Em assembleia, Unacon Sindical detalha impasses com o governo e reforça mobilização da carreira

Dirigentes relatam dificuldades nas negociações, apontam prejuízos a servidores e destacam urgência de solução ainda no primeiro semestre

O Unacon Sindical apresentou à base, durante Assembleia Geral Extraordinária (AGE) realizada nesta quarta-feira, 15 de abril, um panorama detalhado das negociações com o governo e reforçou a necessidade de manter a mobilização da carreira diante dos entraves para o cumprimento do acordo firmado em 2024.

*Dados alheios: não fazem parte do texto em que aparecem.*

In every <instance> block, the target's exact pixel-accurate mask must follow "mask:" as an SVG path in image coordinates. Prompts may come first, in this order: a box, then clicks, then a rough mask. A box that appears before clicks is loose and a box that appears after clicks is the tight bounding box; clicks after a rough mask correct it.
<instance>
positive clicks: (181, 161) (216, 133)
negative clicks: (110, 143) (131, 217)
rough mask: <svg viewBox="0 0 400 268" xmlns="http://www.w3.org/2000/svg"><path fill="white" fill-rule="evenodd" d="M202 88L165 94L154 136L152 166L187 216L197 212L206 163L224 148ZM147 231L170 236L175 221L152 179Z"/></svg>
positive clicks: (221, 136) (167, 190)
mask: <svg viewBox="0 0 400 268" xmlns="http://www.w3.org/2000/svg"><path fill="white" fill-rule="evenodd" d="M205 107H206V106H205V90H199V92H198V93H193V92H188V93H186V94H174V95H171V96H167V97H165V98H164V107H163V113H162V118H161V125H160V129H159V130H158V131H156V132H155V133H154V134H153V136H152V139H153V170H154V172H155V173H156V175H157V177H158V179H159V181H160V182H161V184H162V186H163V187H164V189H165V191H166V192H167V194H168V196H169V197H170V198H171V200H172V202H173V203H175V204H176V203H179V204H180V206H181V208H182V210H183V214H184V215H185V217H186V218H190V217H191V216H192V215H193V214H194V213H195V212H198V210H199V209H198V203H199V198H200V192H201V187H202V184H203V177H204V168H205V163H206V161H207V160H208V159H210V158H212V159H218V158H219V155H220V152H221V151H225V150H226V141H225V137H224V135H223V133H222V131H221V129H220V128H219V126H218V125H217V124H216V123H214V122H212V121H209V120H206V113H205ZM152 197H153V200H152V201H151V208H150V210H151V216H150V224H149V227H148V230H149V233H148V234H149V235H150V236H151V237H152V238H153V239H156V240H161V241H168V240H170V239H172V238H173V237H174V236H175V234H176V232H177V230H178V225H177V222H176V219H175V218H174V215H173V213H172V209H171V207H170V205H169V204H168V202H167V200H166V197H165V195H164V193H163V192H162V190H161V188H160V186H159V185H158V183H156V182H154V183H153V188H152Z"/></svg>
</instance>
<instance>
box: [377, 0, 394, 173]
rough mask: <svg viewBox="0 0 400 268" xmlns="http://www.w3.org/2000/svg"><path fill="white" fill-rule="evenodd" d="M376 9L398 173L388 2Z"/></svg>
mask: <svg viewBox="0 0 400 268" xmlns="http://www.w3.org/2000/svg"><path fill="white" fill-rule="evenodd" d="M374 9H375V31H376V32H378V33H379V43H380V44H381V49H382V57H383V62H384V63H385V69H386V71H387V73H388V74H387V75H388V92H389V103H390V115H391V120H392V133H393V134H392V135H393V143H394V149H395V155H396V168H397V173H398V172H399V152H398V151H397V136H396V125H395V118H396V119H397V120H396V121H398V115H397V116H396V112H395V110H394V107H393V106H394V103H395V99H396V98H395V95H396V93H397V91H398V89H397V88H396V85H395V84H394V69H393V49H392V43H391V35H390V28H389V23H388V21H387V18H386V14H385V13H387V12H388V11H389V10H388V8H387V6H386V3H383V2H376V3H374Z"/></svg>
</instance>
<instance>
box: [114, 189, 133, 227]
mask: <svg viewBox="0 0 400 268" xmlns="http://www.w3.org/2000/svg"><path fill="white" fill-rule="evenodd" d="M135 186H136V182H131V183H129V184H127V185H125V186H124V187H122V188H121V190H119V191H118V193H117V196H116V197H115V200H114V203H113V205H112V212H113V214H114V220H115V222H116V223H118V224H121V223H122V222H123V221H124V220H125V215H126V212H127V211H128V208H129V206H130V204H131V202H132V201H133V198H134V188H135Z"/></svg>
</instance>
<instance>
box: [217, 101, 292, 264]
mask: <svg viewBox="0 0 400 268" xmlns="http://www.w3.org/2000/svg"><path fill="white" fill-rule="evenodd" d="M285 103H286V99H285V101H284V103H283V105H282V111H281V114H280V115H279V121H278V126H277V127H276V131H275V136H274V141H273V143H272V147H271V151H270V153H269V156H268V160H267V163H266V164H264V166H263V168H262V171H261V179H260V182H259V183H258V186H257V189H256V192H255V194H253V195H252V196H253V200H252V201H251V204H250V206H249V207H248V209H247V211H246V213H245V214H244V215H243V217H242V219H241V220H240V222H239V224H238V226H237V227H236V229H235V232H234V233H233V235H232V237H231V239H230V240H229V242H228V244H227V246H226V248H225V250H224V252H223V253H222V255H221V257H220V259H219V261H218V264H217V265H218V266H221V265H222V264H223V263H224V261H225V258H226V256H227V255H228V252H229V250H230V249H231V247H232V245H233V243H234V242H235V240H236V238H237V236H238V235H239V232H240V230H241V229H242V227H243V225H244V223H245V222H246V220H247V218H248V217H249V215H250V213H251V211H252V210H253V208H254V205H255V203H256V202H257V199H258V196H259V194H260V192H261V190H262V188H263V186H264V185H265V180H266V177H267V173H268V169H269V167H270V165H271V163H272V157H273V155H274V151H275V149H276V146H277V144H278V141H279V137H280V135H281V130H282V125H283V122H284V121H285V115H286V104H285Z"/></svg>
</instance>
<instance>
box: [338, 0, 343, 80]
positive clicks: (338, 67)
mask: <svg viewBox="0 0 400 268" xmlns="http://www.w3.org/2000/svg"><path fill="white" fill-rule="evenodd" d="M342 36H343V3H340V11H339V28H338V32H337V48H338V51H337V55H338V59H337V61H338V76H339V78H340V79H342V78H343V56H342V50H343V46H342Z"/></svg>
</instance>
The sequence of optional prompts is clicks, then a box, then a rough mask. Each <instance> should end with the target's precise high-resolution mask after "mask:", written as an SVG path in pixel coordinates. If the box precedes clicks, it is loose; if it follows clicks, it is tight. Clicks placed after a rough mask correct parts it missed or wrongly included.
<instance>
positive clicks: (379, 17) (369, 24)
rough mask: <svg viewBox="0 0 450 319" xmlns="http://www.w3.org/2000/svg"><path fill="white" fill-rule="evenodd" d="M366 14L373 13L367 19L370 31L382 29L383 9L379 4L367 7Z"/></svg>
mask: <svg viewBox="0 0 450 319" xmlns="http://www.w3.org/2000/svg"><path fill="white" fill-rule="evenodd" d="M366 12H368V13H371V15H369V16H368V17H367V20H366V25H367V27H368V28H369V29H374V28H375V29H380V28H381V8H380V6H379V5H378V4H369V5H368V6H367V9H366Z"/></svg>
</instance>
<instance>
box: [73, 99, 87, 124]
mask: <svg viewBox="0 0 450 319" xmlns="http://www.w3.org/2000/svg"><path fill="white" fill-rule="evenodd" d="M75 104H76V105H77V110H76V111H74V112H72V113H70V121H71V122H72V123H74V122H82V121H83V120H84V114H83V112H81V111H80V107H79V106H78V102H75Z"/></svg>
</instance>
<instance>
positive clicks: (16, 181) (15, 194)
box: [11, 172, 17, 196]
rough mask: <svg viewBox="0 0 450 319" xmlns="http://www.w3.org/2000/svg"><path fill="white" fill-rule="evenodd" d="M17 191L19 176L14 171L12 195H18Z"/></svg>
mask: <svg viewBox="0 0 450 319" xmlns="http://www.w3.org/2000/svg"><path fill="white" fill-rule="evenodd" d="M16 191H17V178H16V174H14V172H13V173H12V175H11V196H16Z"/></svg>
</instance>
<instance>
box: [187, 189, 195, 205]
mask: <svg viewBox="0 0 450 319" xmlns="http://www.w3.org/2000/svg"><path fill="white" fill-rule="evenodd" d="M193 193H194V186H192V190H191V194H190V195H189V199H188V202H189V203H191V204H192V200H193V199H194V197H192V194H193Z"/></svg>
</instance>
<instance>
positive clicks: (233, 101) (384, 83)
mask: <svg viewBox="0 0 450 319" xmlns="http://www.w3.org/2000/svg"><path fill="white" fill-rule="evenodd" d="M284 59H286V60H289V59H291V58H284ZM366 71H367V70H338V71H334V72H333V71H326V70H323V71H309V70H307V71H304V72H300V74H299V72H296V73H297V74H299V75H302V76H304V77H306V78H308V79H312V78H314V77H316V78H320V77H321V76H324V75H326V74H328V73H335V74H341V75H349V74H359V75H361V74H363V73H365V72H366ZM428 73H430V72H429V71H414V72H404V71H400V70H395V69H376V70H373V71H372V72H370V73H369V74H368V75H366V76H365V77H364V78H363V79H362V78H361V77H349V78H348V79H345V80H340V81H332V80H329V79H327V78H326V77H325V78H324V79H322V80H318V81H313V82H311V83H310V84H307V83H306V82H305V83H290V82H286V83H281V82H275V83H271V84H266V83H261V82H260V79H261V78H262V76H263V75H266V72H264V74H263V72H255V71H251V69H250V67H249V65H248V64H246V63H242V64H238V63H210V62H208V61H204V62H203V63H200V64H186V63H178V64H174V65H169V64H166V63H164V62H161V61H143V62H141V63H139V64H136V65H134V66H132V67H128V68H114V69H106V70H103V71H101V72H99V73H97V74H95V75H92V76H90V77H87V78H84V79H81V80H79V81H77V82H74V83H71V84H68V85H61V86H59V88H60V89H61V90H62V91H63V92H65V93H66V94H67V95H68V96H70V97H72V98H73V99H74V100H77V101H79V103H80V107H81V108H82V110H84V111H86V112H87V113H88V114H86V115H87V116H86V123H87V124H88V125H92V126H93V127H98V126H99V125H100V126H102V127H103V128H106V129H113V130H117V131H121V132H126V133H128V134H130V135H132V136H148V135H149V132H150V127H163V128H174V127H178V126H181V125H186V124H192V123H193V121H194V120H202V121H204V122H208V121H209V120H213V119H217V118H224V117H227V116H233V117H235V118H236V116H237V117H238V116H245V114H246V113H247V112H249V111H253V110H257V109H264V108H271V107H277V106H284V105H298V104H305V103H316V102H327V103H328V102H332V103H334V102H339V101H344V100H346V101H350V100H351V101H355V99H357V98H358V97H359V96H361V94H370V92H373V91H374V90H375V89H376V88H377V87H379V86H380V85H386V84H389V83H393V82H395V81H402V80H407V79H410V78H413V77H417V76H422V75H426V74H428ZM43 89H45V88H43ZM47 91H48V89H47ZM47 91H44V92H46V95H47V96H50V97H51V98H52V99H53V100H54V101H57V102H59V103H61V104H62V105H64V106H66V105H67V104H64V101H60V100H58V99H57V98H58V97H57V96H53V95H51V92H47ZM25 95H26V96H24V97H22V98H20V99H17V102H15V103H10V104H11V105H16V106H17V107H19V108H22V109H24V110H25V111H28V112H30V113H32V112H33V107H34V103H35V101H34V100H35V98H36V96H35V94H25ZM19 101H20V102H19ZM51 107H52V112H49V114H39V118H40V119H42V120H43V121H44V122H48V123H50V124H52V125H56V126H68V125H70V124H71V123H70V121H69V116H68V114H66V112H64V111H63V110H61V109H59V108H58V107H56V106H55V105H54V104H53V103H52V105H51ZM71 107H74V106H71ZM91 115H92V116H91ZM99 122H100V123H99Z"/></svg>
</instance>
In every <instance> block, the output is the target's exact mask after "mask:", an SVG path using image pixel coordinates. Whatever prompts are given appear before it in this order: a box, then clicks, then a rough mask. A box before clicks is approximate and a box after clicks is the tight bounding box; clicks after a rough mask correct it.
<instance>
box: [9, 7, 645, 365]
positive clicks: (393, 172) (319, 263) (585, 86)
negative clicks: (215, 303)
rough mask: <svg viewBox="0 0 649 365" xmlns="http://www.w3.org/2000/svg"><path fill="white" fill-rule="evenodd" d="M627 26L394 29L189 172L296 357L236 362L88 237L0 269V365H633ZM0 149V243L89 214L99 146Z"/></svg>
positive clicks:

Ao fazer os informes, o presidente do Sindicato, Rudinei Marques, destacou que a mobilização já ultrapassa um mês, com ações nos estados e em Brasília, e alertou para impactos concretos da demora na implementação dos pontos acordados. “Já há prejuízo financeiro para cerca de 700 colegas que não tiveram regulamentadas as progressões de 12 meses e as três acelerações”, afirmou. Ele também chamou atenção para o esvaziamento da carreira, agravado pela falta de concursos e pelo aumento das aposentadorias, além do uso crescente de servidores requisitados, situação que pode configurar usurpação de atribuições e ser levada à Justiça.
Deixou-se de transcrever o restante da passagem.